To begin training, we simply need to call the caffe binary and supply a solver:

caffe train -solver solver.prototxt

Stopping

Number of Iterations Limit

We can have our network stop after a specified number of iterations with a parameter in the solver.prototxt named max_iter.

For example, we can specify that we would like our network to stop after 60,000 iteration, thus we set the parameter accordingly: max_iter: 60000.

Manually Stopping

It is possible to manually stop a network from training by pressing the Ctrl+C key combination. By default, a snapshot will be saved when training is stopped manually. This behavior can be changed by flags sigint_effect (for SIGINT signal) and sighup_effect (for SIGHUP), see caffe --help. Default behavior for sigint_effect (emitted by Ctrl+C on Linux) is "stop", which might also cause a snapshot save, because the Solver itself can be configured to save after the training ends - either normally or by interruption. The default setting of snapshot_after_train is true - see caffe.proto.
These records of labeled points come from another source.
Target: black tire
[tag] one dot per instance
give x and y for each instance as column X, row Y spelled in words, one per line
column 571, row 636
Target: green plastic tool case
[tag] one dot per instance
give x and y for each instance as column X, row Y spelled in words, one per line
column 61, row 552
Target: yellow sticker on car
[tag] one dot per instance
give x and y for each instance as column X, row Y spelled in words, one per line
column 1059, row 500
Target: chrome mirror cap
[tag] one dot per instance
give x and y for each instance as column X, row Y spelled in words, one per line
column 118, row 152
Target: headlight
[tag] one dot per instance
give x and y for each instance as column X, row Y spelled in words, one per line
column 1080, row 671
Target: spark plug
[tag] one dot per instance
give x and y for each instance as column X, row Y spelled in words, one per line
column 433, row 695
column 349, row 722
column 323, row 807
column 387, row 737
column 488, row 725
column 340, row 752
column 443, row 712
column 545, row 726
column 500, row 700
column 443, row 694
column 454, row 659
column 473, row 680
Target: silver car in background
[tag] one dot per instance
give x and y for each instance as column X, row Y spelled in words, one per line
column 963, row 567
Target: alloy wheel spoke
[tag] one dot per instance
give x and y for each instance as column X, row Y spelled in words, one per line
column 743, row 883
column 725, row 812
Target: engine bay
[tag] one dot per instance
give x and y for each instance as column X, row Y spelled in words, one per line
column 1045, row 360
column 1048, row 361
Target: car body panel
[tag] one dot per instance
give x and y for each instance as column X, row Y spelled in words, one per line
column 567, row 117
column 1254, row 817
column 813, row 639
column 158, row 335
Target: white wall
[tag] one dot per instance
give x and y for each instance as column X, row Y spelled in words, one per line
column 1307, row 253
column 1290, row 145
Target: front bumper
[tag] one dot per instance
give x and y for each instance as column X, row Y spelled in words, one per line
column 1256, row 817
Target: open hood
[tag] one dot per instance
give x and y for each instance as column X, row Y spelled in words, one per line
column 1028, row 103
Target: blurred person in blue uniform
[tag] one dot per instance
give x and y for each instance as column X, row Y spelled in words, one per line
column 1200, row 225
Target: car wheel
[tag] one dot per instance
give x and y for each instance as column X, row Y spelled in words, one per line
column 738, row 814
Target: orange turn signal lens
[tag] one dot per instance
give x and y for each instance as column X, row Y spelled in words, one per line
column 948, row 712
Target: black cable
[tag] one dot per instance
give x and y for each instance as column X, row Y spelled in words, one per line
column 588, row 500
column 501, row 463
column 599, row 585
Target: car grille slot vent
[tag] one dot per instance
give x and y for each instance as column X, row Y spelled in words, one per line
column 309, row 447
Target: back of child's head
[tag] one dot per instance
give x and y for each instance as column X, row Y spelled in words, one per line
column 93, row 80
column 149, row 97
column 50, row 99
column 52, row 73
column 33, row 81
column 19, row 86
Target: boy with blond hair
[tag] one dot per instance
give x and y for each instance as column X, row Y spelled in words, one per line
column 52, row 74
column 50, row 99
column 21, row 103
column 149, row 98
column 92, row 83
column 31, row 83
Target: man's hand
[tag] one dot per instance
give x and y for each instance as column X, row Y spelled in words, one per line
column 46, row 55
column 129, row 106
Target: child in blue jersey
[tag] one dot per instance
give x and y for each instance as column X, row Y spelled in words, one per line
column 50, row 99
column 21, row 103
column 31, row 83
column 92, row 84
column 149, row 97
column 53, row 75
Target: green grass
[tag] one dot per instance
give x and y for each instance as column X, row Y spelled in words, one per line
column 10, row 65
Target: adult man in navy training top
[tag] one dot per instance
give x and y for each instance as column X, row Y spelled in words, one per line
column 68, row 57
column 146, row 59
Note about tee: if you redirect Caffe output with tee, for example by calling
caffe train -solver=solver.txt -gpu=0 2>&1 | tee output.log
you might notice Caffe not saving a snapshot on Ctrl+C. This is because when you input Ctrl+C, you actually send the interrupt signal to the tee process, not Caffe. And it just turns out that when tee is interrupted, it sends a SIGKILL to the underlying process. A way to work around this is to check the ID of Caffe process (hint: read the log - PID is the number right before the filename) and manually sending a signal to Caffe itself, e.g. kill -s SIGINT <caffe_pid>.

Resuming

When a network has stopped training, either due to manual halting or by reaching the maximum iterations, we may continue training our network by telling caffe to train from where we left off. This is as simple as supplying the snapshot flag with the current .solverstate file. For example:

caffe train -solver solver.prototxt -snapshot train_190000.solverstate

In this case we will continue training from iteration 190000.